Martva - 28 Sierpnia 2013, 18:48
Bardzo polecam. Chociaż od wersji fetowo-ziołowej wolę wersję z curry
Rafał - 28 Sierpnia 2013, 19:38
U mnie właśnie sałata z fetą, pomidorkami koktailowymi i talarkami z młodego ziemniaka. Mmmmm.
Lynx - 28 Sierpnia 2013, 22:05
Paszteciki drożdzowe z kapustką i grzybkami. Mniam.
Pucek - 30 Sierpnia 2013, 19:31
A ja chwilowo na diecie: ryżyk, marcheweczka i gotowane mięsko. Jakiś wirus się po mnie przejechał
Agi - 30 Sierpnia 2013, 19:50
Kupiłam na targu brzoskwinie i morele w dużych ilościach, będę robić dżemy bez konserwantów.

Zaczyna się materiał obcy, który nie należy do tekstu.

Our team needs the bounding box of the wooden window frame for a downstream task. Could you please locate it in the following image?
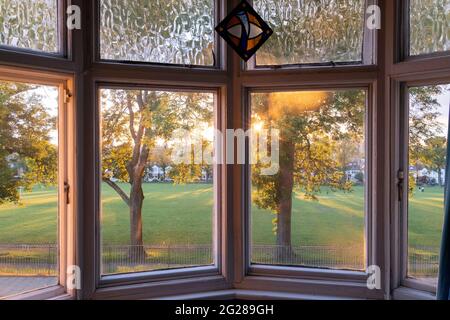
[0,66,77,299]
[0,0,450,299]
[0,0,70,60]
[95,82,225,288]
[392,71,450,295]
[386,0,450,300]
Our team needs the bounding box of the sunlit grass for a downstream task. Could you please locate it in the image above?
[0,184,444,247]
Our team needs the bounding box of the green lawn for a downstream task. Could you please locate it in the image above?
[0,184,443,247]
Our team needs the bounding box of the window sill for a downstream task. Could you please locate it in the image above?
[392,287,436,300]
[0,286,67,300]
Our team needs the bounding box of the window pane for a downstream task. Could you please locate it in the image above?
[101,89,214,274]
[100,0,215,66]
[410,0,450,56]
[0,81,58,297]
[251,90,366,270]
[408,85,450,284]
[0,0,59,53]
[254,0,365,65]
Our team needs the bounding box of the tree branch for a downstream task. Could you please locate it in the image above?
[103,178,131,207]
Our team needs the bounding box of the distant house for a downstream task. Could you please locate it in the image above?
[345,159,365,183]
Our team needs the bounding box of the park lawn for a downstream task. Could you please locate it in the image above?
[0,184,443,248]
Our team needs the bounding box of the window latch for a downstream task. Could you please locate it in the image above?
[64,182,70,204]
[397,170,405,202]
[64,89,72,103]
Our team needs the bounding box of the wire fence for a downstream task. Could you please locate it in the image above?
[408,247,439,278]
[0,244,439,278]
[0,244,58,277]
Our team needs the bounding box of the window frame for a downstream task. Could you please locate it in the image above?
[0,0,72,59]
[0,65,77,300]
[95,82,224,288]
[0,0,450,299]
[393,73,450,295]
[236,83,377,298]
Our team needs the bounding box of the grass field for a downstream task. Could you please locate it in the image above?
[0,184,443,247]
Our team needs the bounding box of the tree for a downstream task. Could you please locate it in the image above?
[409,86,443,184]
[421,137,447,186]
[252,90,366,257]
[102,90,212,261]
[0,82,57,204]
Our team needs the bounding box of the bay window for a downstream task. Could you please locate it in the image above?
[251,89,368,270]
[0,0,450,299]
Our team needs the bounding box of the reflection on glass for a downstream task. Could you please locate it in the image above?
[253,0,365,65]
[251,90,366,270]
[410,0,450,56]
[100,0,215,66]
[0,81,58,298]
[100,89,214,275]
[0,0,59,53]
[408,86,450,284]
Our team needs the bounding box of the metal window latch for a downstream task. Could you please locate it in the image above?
[64,182,70,204]
[397,170,405,202]
[64,89,72,103]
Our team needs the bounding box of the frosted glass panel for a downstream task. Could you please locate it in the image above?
[100,0,214,66]
[254,0,365,65]
[410,0,450,56]
[0,0,59,52]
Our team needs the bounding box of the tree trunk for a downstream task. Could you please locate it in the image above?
[129,175,146,263]
[437,168,444,187]
[277,139,295,263]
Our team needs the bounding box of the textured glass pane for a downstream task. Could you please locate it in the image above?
[100,89,215,274]
[0,0,59,52]
[410,0,450,55]
[100,0,214,66]
[408,85,450,285]
[254,0,365,65]
[251,90,367,270]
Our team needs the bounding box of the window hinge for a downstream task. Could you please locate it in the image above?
[64,89,72,103]
[64,182,70,204]
[397,170,405,202]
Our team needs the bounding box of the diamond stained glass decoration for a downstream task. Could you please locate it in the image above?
[216,0,273,62]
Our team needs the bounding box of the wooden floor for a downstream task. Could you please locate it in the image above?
[0,276,57,299]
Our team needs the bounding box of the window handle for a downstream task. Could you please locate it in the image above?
[64,182,70,204]
[397,170,405,202]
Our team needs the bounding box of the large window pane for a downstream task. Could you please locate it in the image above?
[410,0,450,56]
[0,0,59,53]
[408,85,450,284]
[253,0,365,65]
[101,89,214,274]
[251,90,367,270]
[0,81,58,297]
[100,0,215,66]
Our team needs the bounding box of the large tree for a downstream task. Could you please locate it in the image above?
[102,90,212,259]
[252,90,366,257]
[0,82,57,204]
[409,86,443,184]
[421,137,447,186]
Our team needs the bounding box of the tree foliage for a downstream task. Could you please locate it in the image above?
[0,82,58,203]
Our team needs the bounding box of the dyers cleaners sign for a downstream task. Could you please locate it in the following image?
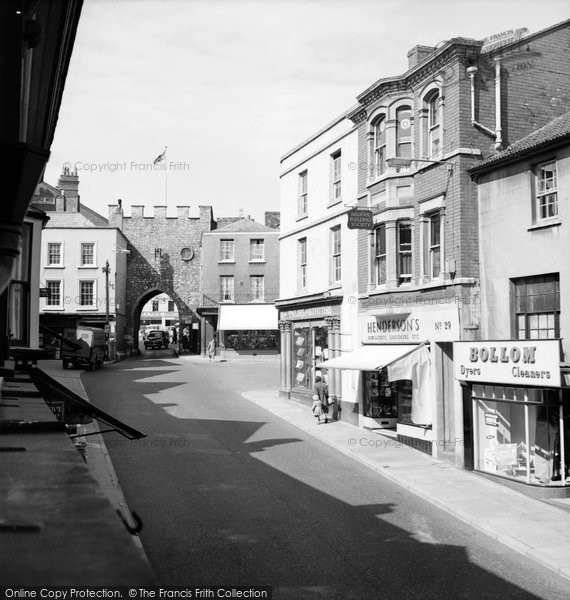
[453,340,560,387]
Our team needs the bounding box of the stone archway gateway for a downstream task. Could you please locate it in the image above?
[109,200,217,348]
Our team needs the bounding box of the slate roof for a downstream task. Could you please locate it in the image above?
[213,219,277,233]
[471,112,570,173]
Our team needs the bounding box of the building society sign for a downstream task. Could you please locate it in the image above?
[453,340,560,387]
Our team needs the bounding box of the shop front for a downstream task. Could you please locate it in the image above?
[279,302,340,402]
[319,304,460,454]
[454,340,570,495]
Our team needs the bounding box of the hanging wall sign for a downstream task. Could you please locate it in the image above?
[348,208,374,229]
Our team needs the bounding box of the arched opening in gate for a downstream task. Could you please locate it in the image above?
[132,288,200,354]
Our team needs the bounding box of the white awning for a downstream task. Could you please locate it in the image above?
[218,304,279,331]
[315,344,418,371]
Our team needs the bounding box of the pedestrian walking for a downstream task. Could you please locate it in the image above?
[313,376,329,423]
[207,338,216,362]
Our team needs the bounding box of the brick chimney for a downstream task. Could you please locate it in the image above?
[408,46,435,69]
[57,165,79,212]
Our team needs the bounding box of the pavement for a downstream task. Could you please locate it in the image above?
[38,357,570,580]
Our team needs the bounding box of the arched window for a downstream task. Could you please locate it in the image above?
[396,106,412,158]
[373,116,386,177]
[426,90,441,156]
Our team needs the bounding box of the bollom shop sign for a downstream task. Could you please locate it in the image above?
[453,340,560,387]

A na obiad pierogi z jagodami.
Ed.: dziękuję Fidelowi za czujność.
Fidel-F2 - 30 Sierpnia 2013, 21:16
Jach tylko skończeę ykh... tę naleffffk ykh... ę
Magnis - 30 Sierpnia 2013, 22:22
Fidel jak skończysz wypić tyle nalewek to nic Ci nie zostanie .
Plus taki, ze może Pavarottim zostaniesz jak zaczniesz śpiewać .

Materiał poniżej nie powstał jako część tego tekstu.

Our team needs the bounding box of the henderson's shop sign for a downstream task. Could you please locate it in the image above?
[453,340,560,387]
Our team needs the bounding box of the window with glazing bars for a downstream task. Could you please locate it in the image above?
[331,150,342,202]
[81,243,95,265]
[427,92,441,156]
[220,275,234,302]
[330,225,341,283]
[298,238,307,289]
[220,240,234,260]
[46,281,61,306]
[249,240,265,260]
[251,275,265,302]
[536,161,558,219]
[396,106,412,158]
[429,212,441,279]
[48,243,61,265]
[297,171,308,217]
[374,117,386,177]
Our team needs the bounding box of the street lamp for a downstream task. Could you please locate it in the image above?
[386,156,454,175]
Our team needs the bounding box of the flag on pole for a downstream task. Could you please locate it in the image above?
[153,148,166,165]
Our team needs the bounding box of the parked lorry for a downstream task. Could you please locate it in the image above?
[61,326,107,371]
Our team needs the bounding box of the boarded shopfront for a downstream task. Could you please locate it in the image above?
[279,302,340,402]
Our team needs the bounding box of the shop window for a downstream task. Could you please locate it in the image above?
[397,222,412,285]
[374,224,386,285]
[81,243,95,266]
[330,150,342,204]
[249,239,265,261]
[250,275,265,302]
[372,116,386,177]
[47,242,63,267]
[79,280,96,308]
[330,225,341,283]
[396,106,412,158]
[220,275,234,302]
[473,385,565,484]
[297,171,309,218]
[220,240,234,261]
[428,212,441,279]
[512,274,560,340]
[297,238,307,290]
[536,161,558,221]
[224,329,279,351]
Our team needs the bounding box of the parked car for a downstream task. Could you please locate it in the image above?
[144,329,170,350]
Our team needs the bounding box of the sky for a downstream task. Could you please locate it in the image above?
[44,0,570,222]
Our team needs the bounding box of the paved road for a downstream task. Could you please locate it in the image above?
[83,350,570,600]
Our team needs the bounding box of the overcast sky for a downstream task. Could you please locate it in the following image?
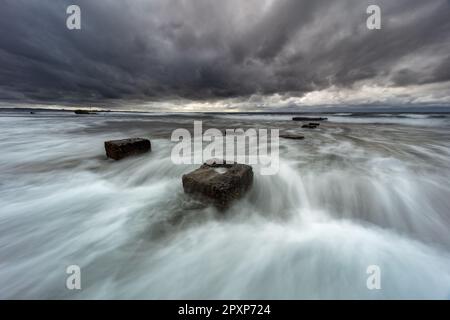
[0,0,450,111]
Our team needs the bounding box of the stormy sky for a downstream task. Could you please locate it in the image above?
[0,0,450,111]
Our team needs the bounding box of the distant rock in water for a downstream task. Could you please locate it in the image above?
[182,159,253,209]
[292,117,328,121]
[280,133,305,140]
[105,138,151,160]
[302,123,319,129]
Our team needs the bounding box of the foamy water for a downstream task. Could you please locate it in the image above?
[0,114,450,299]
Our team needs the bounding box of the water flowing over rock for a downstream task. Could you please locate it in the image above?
[280,133,305,140]
[105,138,151,160]
[292,117,328,121]
[182,159,253,209]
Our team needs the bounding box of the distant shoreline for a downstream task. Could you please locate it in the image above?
[0,107,450,116]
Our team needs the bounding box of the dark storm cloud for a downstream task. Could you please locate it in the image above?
[0,0,450,107]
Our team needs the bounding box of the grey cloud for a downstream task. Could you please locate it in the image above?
[0,0,450,107]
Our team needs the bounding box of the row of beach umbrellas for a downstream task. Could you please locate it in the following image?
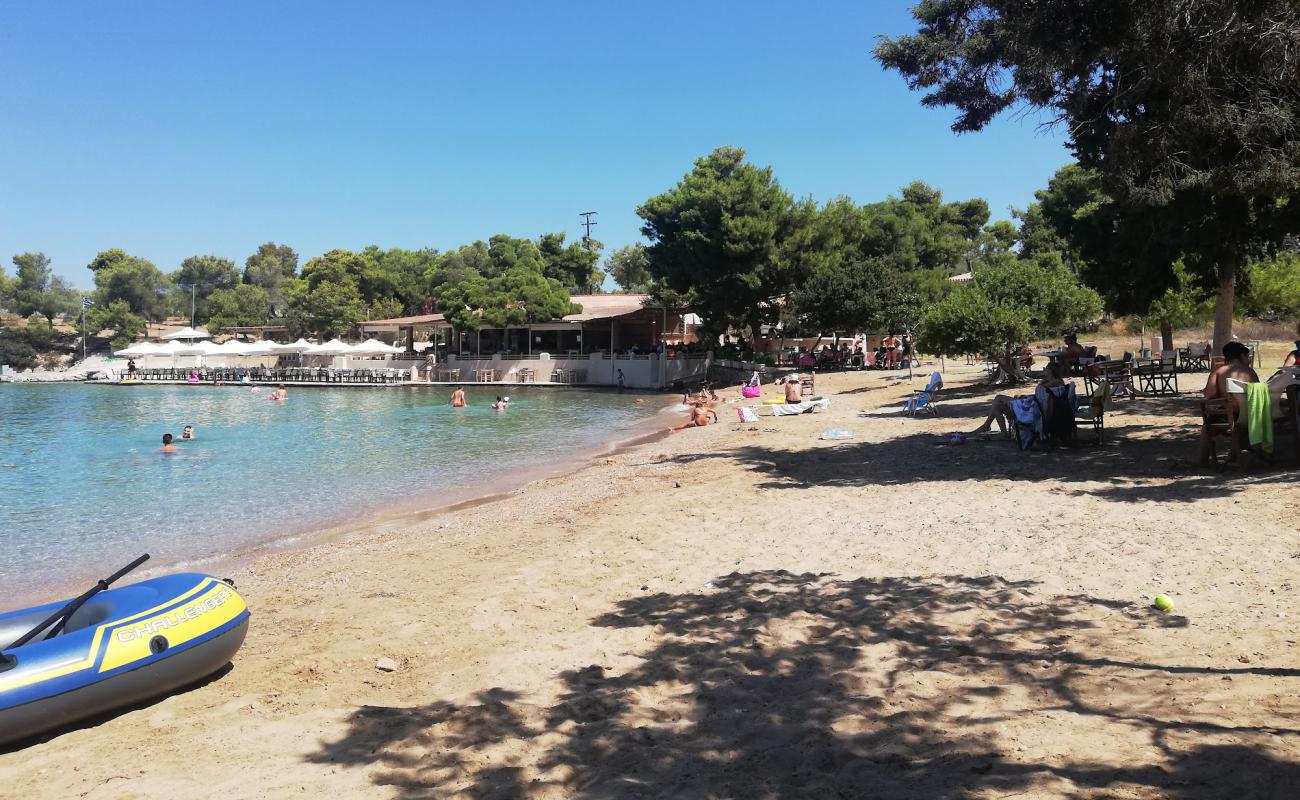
[113,329,402,356]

Fidel-F2 - 30 Sierpnia 2013, 22:34
Agi, jeszsze sztery ykh... zosały.
Agi - 31 Sierpnia 2013, 00:18
Fidel-F2, gdy piszę z tabletu zawsze jakieś literówki mi wyskoczą.
Niestety jestem kompletnie trzeźwa, aż przykro w piątkowy wieczór.
Fidel-F2 - 31 Sierpnia 2013, 02:15
Ja z telefonu mam podobnie, ale nmsp.
Agi - 31 Sierpnia 2013, 08:58
Fidel-F2, nie szkodzi, pośmiałam się.
Zrobiłam wczoraj dżem z moreli, właśnie go wcinam z plackiem drożdżowym.
Agi - 3 Września 2013, 18:55
Suszę śliwki, część nie do końca wysuszonych zanurzyłam w polewie czekoladowej, również własnej produkcji (ciemne kakao, masło, cukier puder i odrobina wanilii).
Tak, jestem łasuchem, uwielbiam śliwki w czekoladzie.
Lynx - 3 Września 2013, 23:03
Agi, a alkoholizowane, czyli śliwki z nalewki w czekoladzie?
Mam w planach nalewkę śliwkową Ćwierciakiewiczowej, a śliweczki z niej w czekoladę... Będzie słodko na Święta, czyli "swojska" bombonierka.
Agi - 4 Września 2013, 07:21
Lynx, nie robiłam nalewki śliwkowej, natomiast czarną porzeczkę z nalewki wykorzystuję jako nadzienie do muffinów, są znakomite.